Le centre hospitalier Laborit s’est engagé dans une politique de développement durable et mène des actions comme le recyclage et la valorisation des déchets.

« Le recyclage et la valorisation des déchets sont des enjeux majeurs pour notre environnement et notre économie » explique Ahmad Al Haj – Responsable du projet à la Direction des services économiques, logistiques et de l’achat public.

 

L’hôpital confie ses déchets à la société Véolia. Ces déchets sont triés et acheminés vers les filières d’évacuation et de valorisation appropriées selon leur nature et conformément à la réglementation en vigueur.

Actuellement 100 % des déchets émanant de l’hôpital Laborit sont valorisés via les valorisations matière et énergétique.

En effet, il existe plusieurs formes de valorisation. Il est important de les différencier pour comprendre et apporter les réponses environnementales correspondantes.

La valorisation matière, encore appelée recyclage, elle comprend la récupération, la réutilisation, la régénération et le recyclage des matériaux extraits des déchets.
Les nouveaux matériaux sont appelés matières premières secondaires ou matières premières recyclées. On peut alors parler d’économie circulaire car ces matières premières secondaires seront de nouveaux matériaux pour les industriels qui une fois consommés seront de nouveau des déchets pouvant être recyclés.

La valorisation énergétique, destinée aux déchets qui ne peuvent être recyclés sous forme de matière, consiste à récupérer et valoriser l’énergie produite lors du traitement des déchets par combustion ou méthanisation. L’énergie produite est utilisée sous forme de chaleur ou d’électricité.

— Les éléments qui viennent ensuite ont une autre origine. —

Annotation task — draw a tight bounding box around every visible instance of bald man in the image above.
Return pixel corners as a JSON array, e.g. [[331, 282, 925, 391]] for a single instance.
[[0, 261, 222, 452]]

Bilan des déchets de l’hôpital traités par VEOLIA

Dans le but d’améliorer et d’aller plus loin dans le tri, le CH Laborit a fait part à Veolia de sa volonté d’effectuer une analyse des déchets types ordures ménagères et ainsi effectuer davantage de valorisation matière. Véolia a ainsi proposé une action de « caractérisation » qui consiste à effectuer un vidage du flux de déchets (en l’occurrence, des ordures ménagères) afin de vérifier et d’analyser le pourcentage de matières (papiers/cartons, verre,bois, ferraille, plastiques, biodéchets, etc…) constituant le flux analysé en pesant chacune des matières.

La caractérisation effectuée le 22 février 2021 a fait apparaître certains éléments :

  • 90% de ce flux est bien constitué d’ordures ménagères : plastiques souillés (alimentaire), cartons souillés (alimentaire), verre souillé (alimentaire) ainsi que des déchets liés à l’activité de soin, comme des compresses. Dès lors que ces emballages sont souillés, via des résidus de nourriture par exemple, la valorisation matière n’est plus possible. La valorisation la plus adéquate reste donc la valorisation énergétique qui permet d’en dégager de l’énergie (biogaz, électricité).
  • 10 % de ce flux est constitué de bio déchets. Les biodéchets sont constitués de déchets alimentaires et des autres déchets naturels biodégradables, on les appelle aussi “déchets organiques”. Lors de la caractérisation, il a été constaté dans le flux ordures ménagères, un nombre important de déchets organiques (épluchures et restes alimentaires).

Les axes d’amélioration

  • L’axe principal constaté est donc le tri et le traitement des biodéchets. Selon la caractérisation effectuée, il représente aujourd’hui 10% des 108,73 tonnes de déchets constituant le flux ordures ménagères, par conséquent,on peut estimer que l’hôpital a produit, en 2020, 10,873 tonnes de biodéchets.
  • Les emballages souillés représentent un pourcentage important du flux. Ils sont principalement souillés par des résidus alimentaires. Au même titre que le particulier doit nettoyer ses déchets “verres” pour que le recyclage en soit possible, nous pouvons faciliter le recyclage grâce à de “petits gestes” qui pourraient faciliter le recyclage de matières non souillées et envisager une collecte.
  • La réduction des emballages : La manière la plus efficace de réduire les déchets ordures ménagères est aujourd’hui de réduire la consommation des produits emballés, voire suremballés.

Un bon déchet est un déchet qui n’existe pas…

Les perspectives

La valorisation matière des biodéchets est possible grâce notamment au compostage. Les déchets organiques sont acheminés sur des sites de traitement spécialisés qui permettent de créer du biocompost, utilisé comme engrais dans le domaine de l’agriculture principalement.

L’hôpital Laborit s’engage dans une nouvelle démarche de tri et envisage la mise en place d’une collecte des biodéchets.